Optimal Estimation with Sensor Delay

TL;DR

This paper develops an optimal state estimation framework for plants with sensor delays using Padé approximations, revealing how delay compensation can be integrated into Kalman filtering and control design.

Contribution

It introduces a novel state-space approach for delay compensation that decomposes the Kalman filter and relates it to Smith predictor strategies.

Findings

Delay compensation via Padé approximation partially inverts the delay.

The optimal estimator decomposes into uncontrollable and reduced-order Kalman filter parts.

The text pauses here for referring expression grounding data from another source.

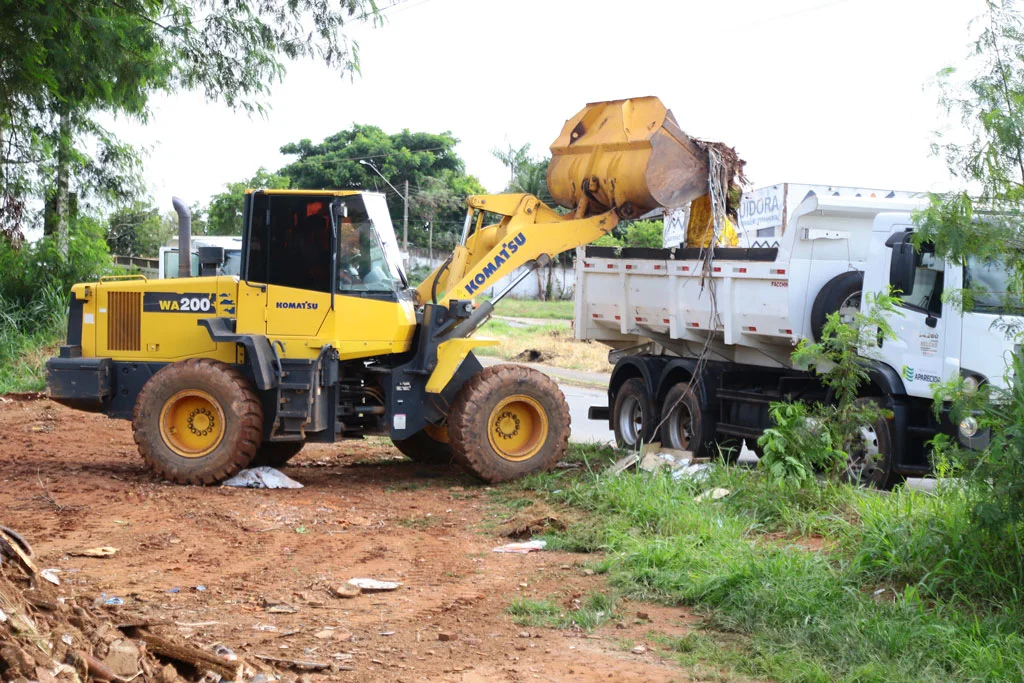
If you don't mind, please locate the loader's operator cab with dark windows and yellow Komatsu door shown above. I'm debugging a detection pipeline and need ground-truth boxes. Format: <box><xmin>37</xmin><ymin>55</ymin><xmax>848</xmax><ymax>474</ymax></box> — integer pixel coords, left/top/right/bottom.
<box><xmin>237</xmin><ymin>190</ymin><xmax>409</xmax><ymax>345</ymax></box>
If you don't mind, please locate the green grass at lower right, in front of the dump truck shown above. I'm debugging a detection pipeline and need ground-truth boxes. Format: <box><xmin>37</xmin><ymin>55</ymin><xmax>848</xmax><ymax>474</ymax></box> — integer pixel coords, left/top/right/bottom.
<box><xmin>509</xmin><ymin>446</ymin><xmax>1024</xmax><ymax>681</ymax></box>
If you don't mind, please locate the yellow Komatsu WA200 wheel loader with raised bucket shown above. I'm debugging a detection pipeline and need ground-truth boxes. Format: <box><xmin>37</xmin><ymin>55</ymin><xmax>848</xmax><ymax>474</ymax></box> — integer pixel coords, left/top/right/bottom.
<box><xmin>47</xmin><ymin>97</ymin><xmax>709</xmax><ymax>484</ymax></box>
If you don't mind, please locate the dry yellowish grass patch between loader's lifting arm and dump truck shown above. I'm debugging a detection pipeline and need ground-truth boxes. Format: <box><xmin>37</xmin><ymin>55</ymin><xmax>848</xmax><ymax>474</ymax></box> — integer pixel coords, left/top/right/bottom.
<box><xmin>474</xmin><ymin>319</ymin><xmax>611</xmax><ymax>373</ymax></box>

Tradeoff in estimation error depends only on the reduced-order Kalman filter.

Abstract

Given a plant subject to delayed sensor measurement, there are several approaches to compensate for the delay. An obvious approach is to address this problem in state space, where the $n$-dimensional plant state is augmented by an $N$-dimensional (Pad\'e) approximation to the delay, affording (optimal) state estimate feedback vis-\`a-vis the separation principle. Using this framework, we show: (1) Feedback of the estimated plant states partially inverts the delay; (2) The optimal (Kalman) estimator decomposes into $N$ (Pad\'e) uncontrollable states, and the remaining $n$ eigenvalues are the solution to a reduced-order Kalman filter problem. Further, we show that the tradeoff of estimation error (of the full state estimator) between plant disturbance and measurement noise, only depends on the reduced-order Kalman filter (that can be constructed independently of the delay); (3) A subtly modified version of this state-estimation-based control scheme bears close resemblance to a Smith predictor. This modified state-space approach shares several limitations with its Smith predictor analog (including the inability to stabilize most unstable plants), limitations that are alleviated when using the unmodified state estimation framework.